By Pastor Mike Neu, St John’s Lutheran Church
Contributing Writer
A shrine sits alongside a busy roadway. It is dedicated to a young man who lost his life running across that road rather than playing it safe and walking to the next corner and crossing with the light.
Too often people make bad choices because we don’t want to be told what to do. We rebel against authority. Traffic lights are one example of authority holding us down and people will avoid them when possible to avoid being repressed in our actions. “You can’t tell me what to do. Just watch.”
Men have rebelled against being told what to do since Adam and Eve. Satan convinced Eve that no real harm would come from eating the forbidden, and Adam did nothing to stop her from making the decision to try a bite. “I’ll do as it pleases me.”
Men do not want to obey God any more than they want to obey any other rules, but if we call ourselves Christians, followers of Jesus Christ, those laws are there to show us our sinful ways.
The Lutheran theologian, Martin Marty, answering the question of whether Christians must obey God’s Law, wrote, “Yes, indeed, always yes. Christians cannot conceive of being half-serious in giving commands.”
Marty continues, “In the Sermon on the Mount, Jesus is quoted as giving the command to ‘be perfect,’ [Matthew 5:48]. He did not say ‘I would like to whisper a hint in the form of a suggestion that might be seconding a motion that you try to be a bit better than you were before you heard this command.’”
Jesus expanded the commandments. In the fifth chapter of Matthew, he says “You have heard it said to the people long ago, ‘Do not murder, and anyone who murders will be subject to judgement.’ But I tell you that anyone who is angry with his brother will be subject to judgement,” Matthew 5:21.
Jesus raised the bar. He would go on to say that a married person looking at someone, other than your spouse, with lust is committing adultery. A man who divorces for reasons other than unfaithfulness causes the ex-wife to be an adulteress.
We should love our enemies. If someone strikes your cheek, do not strike back, but offer the other cheek. Give to the needy without expectation of reward or honor.
These are just a few laws Jesus gave us with a higher expectation than simple obedience to the Ten Commandments. The expectations of Jesus chafe at us as men.

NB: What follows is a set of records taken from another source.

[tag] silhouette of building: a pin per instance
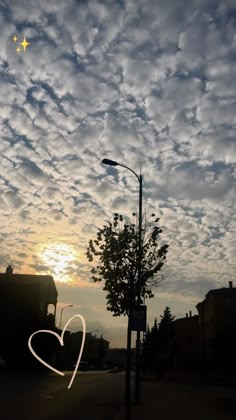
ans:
(24, 302)
(184, 349)
(217, 326)
(95, 349)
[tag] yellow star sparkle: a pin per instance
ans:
(24, 43)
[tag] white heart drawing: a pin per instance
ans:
(60, 338)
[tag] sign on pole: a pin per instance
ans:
(138, 318)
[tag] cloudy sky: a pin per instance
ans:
(148, 83)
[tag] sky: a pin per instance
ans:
(150, 84)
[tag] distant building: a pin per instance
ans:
(95, 349)
(185, 345)
(24, 302)
(217, 326)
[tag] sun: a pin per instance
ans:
(61, 259)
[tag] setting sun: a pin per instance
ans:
(61, 259)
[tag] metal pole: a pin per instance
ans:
(138, 341)
(128, 415)
(62, 309)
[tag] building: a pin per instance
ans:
(95, 349)
(24, 308)
(217, 326)
(185, 344)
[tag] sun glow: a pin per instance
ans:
(61, 259)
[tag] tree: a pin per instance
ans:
(166, 329)
(116, 252)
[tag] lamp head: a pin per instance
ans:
(109, 162)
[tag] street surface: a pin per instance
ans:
(93, 395)
(99, 395)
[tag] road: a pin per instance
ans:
(99, 395)
(93, 395)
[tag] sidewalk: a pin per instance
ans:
(165, 400)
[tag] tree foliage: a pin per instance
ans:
(115, 250)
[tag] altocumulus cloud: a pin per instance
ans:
(140, 82)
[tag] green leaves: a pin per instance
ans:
(115, 251)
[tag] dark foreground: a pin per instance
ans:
(100, 396)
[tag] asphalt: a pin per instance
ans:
(166, 400)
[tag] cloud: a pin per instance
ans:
(148, 85)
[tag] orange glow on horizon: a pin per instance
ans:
(61, 260)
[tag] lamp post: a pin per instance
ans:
(137, 376)
(62, 309)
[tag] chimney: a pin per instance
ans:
(9, 270)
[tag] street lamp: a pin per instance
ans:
(140, 180)
(62, 309)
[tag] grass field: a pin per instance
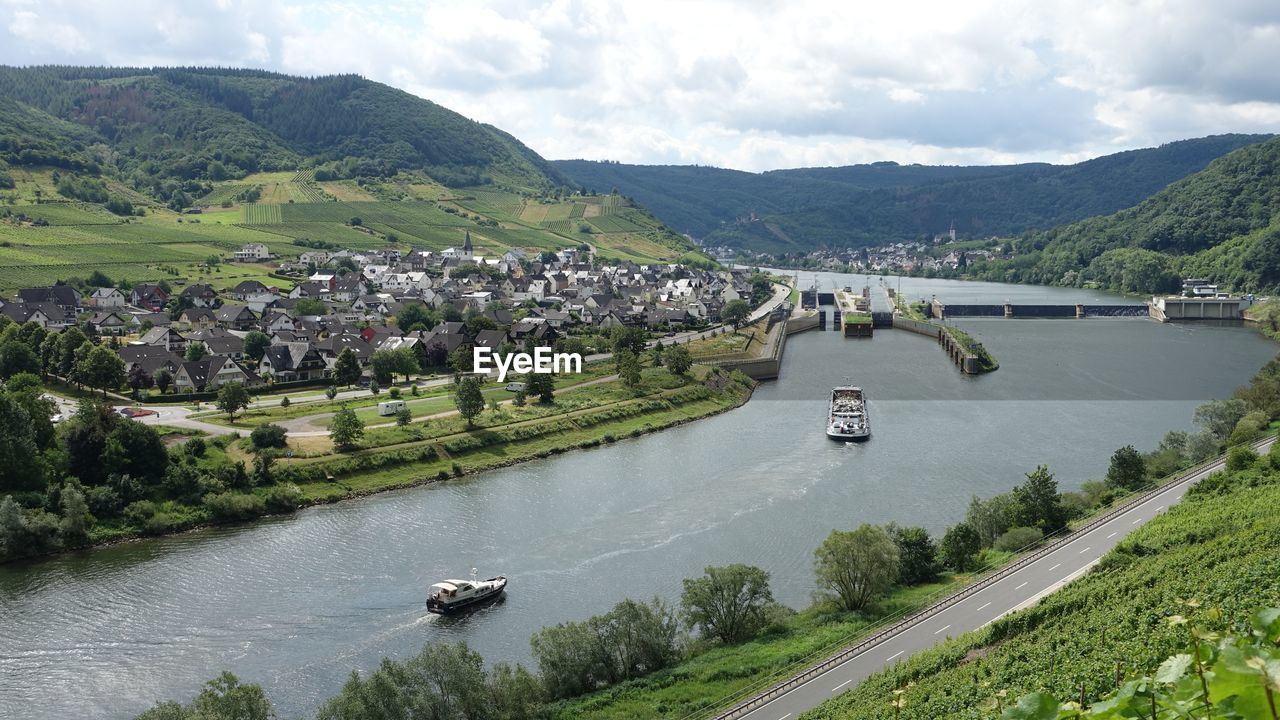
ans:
(82, 237)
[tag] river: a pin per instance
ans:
(296, 604)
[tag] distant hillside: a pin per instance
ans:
(173, 132)
(858, 205)
(1221, 223)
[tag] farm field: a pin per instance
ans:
(81, 237)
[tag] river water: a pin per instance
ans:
(297, 604)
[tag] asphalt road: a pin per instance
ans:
(1015, 591)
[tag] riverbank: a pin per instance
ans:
(437, 449)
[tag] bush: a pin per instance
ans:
(1018, 538)
(282, 499)
(234, 506)
(1240, 458)
(268, 436)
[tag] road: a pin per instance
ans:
(972, 609)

We do not like being told what to do, then Jesus comes along and adds to the burden, in our minds and hearts. Yet, if we would only stop fighting authority and submit, allowing ourselves to accept God’s love and work to dwell in it, keeping God’s Law doesn’t seem so onerous.
We don’t have to live constantly insisting on taking chances crossing the road of life. Accept that living in God’s Law will make our life easier and safer. Then we will have God dwell in us and we in him.